A paradoxical situation is a situation that seems logical or contradictory. There is a particular passage in the gospel of Luke (chapter 5) in which something paradoxical happens. It is the passage where a paralysed man have been brought to Jesus so that he may heal him. This ensues:


          Jesus saw the faith of the crowd

          Jesus says to the man: “Friend, your sins are forgiven you.” 

          The educated people of the time, the scribes and Pharisees,
          start to question what Jesus is doing:
              Who can forgive sins but God alone?”
              “Who is this who is speaking blasphemies?
 
          Jesus notices their questions and addresses them in a practical way:
               Why do you raise such questions in your hearts?
               Which is easier, to say, ‘Your sins are forgiven you,’ or to say, ‘Stand up and walk’?

          Jesus explains what he wants to show:
               in order that you may know that the Son of Man has authority on earth to forgive sins

           so he says to the paralysed man: 
                “I say to you, stand up and take your bed and go to your home.” 
           and the man stands up, in front of the people, takes his bed, and goes home.
           He goes home glorifying God.

           Amazement seized all of them, and they glorified God and were filled with awe, saying,
                 “We have seen strange things today.”

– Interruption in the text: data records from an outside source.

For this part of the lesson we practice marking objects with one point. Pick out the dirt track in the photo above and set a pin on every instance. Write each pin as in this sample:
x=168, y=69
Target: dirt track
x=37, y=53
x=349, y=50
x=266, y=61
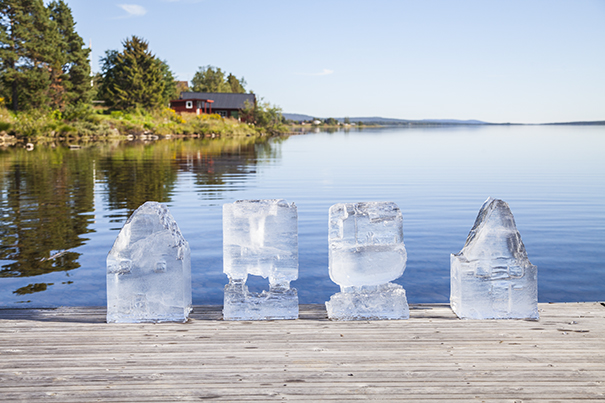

Now, the last sentence is a very interesting sentence since to my knowledge it is the only sentence in the new testament that contains the world paradox. In Greek:


καὶ ἔκστασις ἔλαβεν ἅπαντας, καὶ ἐδόξαζον τὸν θεόν, καὶ ἐπλήσθησαν φόβου λέγοντες ὅτι εἴδομεν παράδοξα σήμερον. (Lk 5:26)


These are several interesting things in this sentence. These are the reactions of people to the action of Jesus:

a)  ἔκστασις ἔλαβεν : They were taken by ecstasy, that is translated by amazement seized all. It is related to the trance or great amazement that happened when Jesus raised the young dead girl (Mc 5:26), or that that the women fell when they found the empty tomb. 
b)  ἐδόξαζον τὸν θεόν : They glorify God. What Jesus did was reckoned as the action of God.
c)  ἐπλήσθησαν φόβου : They were filled with fear. This is the trembling that accompanies being in the presence of God. 

So finally they say:

εἴδομεν παράδοξα σήμερον : "We have seen a paradox today". It seems to me that it is not only something strange that they have seen but something astonishingly out of what they had expected, a paradoxical situation. And what was the paradox? I would say that it is not that someone was healed, but that the sins of a man have been forgiven by another man. The healing there was to prove the point of the forgiveness of sins. People went home with a paradox to mull over, something that apparently was logically contradictory had happened, which made them go into trance, worship God, and to stand before him in fear and trembling.